Oxford University Press

English Language Teaching Global Blog


2 Comments

Assessment Literacy – the key concepts you need to know!

student filling out a test in the classroomResearch shows that the typical teacher can spend up to a third of their professional life involved in assessment-related activities (Stiggins and Conklin, 1992), yet a lack of focus on assessment literacy in initial teacher training has left many teachers feeling less than confident in this area. In this blog, we’ll be dipping our toes into some of the key concepts of language testing. If you find this interesting, be sure to sign up for my Oxford English Assessment Professional Development assessment literacy session.

What is assessment literacy?

As with many terms in ELT, there are competing definitions for the term ‘assessment literacy’, but for this blog, we’re adopting Malone’s (2011) definition:

Assessment literacy is an understanding of the measurement basics related directly to classroom learning; language assessment literacy extends this definition to issues specific to language classrooms.

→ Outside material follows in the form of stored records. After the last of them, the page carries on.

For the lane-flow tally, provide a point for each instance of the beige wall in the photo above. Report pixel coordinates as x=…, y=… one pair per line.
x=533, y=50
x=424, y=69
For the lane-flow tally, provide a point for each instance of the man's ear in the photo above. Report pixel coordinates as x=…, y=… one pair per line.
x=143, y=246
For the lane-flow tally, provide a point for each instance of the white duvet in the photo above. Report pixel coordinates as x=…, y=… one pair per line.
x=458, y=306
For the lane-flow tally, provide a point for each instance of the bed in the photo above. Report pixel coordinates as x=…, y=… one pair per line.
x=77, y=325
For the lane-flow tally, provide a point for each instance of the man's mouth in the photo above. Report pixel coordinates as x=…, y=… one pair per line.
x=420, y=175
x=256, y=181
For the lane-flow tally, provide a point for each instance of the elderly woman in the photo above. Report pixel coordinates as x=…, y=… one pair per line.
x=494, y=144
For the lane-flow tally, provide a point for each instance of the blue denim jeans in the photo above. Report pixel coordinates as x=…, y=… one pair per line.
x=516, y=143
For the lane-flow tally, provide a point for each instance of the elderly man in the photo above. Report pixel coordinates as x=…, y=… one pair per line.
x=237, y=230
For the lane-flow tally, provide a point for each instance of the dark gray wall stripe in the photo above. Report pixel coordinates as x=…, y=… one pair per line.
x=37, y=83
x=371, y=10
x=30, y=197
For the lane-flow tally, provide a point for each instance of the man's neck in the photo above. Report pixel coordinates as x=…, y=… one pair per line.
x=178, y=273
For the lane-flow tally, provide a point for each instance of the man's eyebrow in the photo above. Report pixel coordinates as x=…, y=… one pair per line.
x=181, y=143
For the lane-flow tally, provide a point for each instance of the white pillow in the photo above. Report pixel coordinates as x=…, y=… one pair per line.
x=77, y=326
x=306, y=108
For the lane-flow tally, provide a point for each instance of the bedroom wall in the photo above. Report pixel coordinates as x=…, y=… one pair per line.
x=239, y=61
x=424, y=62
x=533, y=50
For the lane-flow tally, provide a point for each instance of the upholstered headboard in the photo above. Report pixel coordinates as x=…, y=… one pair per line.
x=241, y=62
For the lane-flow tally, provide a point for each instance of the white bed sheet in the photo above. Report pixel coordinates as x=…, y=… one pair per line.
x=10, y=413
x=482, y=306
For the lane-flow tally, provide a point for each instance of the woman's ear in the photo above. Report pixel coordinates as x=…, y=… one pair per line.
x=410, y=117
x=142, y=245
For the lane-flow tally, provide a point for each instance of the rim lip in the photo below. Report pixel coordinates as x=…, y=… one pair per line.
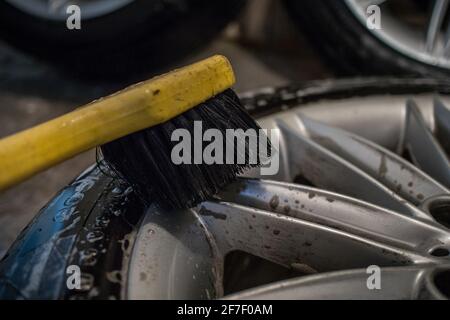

As you can imagine, language assessment literacy (LAL) is a huge area. For now, though, we’re going to limit ourselves to the key concepts encapsulated in ‘VRAIP’.

What’s VRAIP?

VRAIP is an abbreviation for Validity, Reliability, Authenticity, Impact and Practicality. These are key concepts in LAL and can be used as a handy checklist for evaluating language tests. Let’s take each one briefly in turn.

Validity

Face, concurrent, construct, content, criterion, predictive… the list of types of validity goes on, but at its core, validity refers to how well a test measures what it is setting out to measure. The different types of validity can help highlight different strengths and weaknesses of language tests, inform us of what test results say about the test taker, and allow us to see if a test is being misused. Take construct validity. This refers to the appropriateness of any inferences made based upon the test scores; the test itself is neither valid nor invalid. With that in mind, would you say the test in Figure 1 is a valid classroom progress test of grammar? What about a valid proficiency speaking test?

Figure 1

Student A

Ask your partner the questions about the magazine.

 

1.       What / magazine called?

2.       What / read about?

3.       How much?

 

 

Student B

Answer your partner with this information.

Teen Now Magazine

Download the Teen Now! app on your phone or tablet for all the latest music and fashion news.

Only £30 per year!

http://www.teennow.oup

Reliability

‘Reliability’ refers to consistency in measurement, and however valid a test, without reliability its results cannot be trusted. Yet ironically, there is a general distrust of statistics itself, reflected in the joke that “a statistician’s role is to turn an unwarranted assumption into a foregone conclusion”. This distrust is often rooted in a lack of appreciation of how statistics work, but it’s well within the average teacher’s ability to understand the key statistical concepts. And once you have mastered this appreciation, you are in a much stronger position to critically evaluate language tests.

Authenticity

The advent of Communicative Language Teaching in the 1970s saw a greater desire for ‘realism’ in the context of the ELT classroom, and since then the place of ‘authenticity’ has continued to be debated. A useful distinction to make is between ‘text’ authenticity and ‘task’ authenticity, the former concerning the ‘realness’ of spoken or written texts, the latter concerning the type of activity used in the test. Intuitively, it feels right to design tests based on ‘real’ texts, using tasks which closely mirror real-world activities the test taker might do in real life. However, as we will see in the Practicality section below, the ideal is rarely realised.

Impact

An English language qualification can open doors and unlock otherwise unrealisable futures. But the flip side is that a lack of such a qualification can play a gatekeeping role, potentially limiting opportunities. As Pennycook (2001) argues, the English language

‘has become one of the most powerful means of inclusion or exclusion from further education, employment and social positions’.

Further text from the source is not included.